Lammtarra, de Gianfranco à Lanfranco. Vingt ans plus tard, en 1995, j’avais gagné le droit d’assister aux King George VI and Queen Elizabeth Stakes, en tant qu’envoyé spécial d’un des deux journaux hippiques italiens. Bien installé au dernier étage de la tribune, je me suis retrouvé à côté de Gianfranco Dettori, le père de Lanfranco. Il avait pris sa retraite trois ans auparavant. Le gosse montait pour la première fois Lammtarra (Nijinsky), qui avait gagné le Derby associé à Walter Swinburn. Dans mon esprit, Lanfranco, qui avait déjà gagné presque une trentaine de Grs1 et avait signé son premier saut de l’ange après la Breeders’ Cup Mile de Barathea (Sadler’s Wells), était encore le fils de Gianfranco, le Mostro (le Monstre). Il devait encore manger beaucoup de panini pour arriver au niveau de son père. Gianfranco, avant la course, m’avait dit : « Laisse tomber tes chimères, Lammtarra va gagner. Et Lanfranco est beaucoup plus fort que moi.
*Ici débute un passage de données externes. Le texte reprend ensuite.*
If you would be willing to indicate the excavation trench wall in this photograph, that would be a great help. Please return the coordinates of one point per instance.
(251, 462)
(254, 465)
Attends cinq minutes et il va le prouver. » Lammtarra a gagné et Lanfranco a remporté le premier de ses cinq succès dans les King George avec le même cheval qui, en demeurant invaincu, lui a aussi donné le premier de ses six Arc de Triomphe. En descendant dans l’ascenseur vers le winners’ enclosure j’ai dit à Gianfranco : « Mostro, tu as raison mais, en cas de lutte, je parie encore sur Gianfranco Dettori. » J’avais tort…

2001 : Un match d’anthologie entre Galileo et Fantastic Light

Par Christopher Galmiche

Pour n’importe quel passionné, l’édition 2001 des King George VI and Queen Elizabeth Stakes (Gr1) reste comme l’une des meilleures de l’histoire. Cette année-là, après ses triomphes dans les Derby anglais et irlandais (Grs1), le crack Galileo (Sadler’s Wells) affrontait Fantastic Light (Rahy), qui venait de gagner la Tattersalls Gold Cup (Gr1) et les Prince of Wales’s Stakes (Gr1). Sur le papier, le match promettait d’être géant. Et il l’a été, Galileo et Fantastic Light se rendant coup pour coup dans une ligne droite fabuleuse. Finalement, à la fin, le pensionnaire d’Aidan O’Brien a raison du cheval de Godolphin et s’impose de deux longueurs. Quelques semaines plus tard, en Irlande, Fantastic Light gagnera la deuxième manche contre Galileo, dans les Irish Champion Stakes (Gr1), là encore à l’issue d’un duel merveilleux. Galileo terminera sa carrière avec trois Grs1 à son palmarès, le titre de meilleur 3ans et un avenir radieux au haras. Fantastic Light la finira avec six Grs1 sur son tableau de chasse. Un titre de meilleur cheval de l’année en Europe en 2001 et de meilleur mâle sur le turf aux États-Unis suite à son succès dans la Breeders’ Cup Turf (Gr1). Presque vingt ans après, les luttes entre ces deux chevaux d’exception habitent encore les passionnés les plus érudits.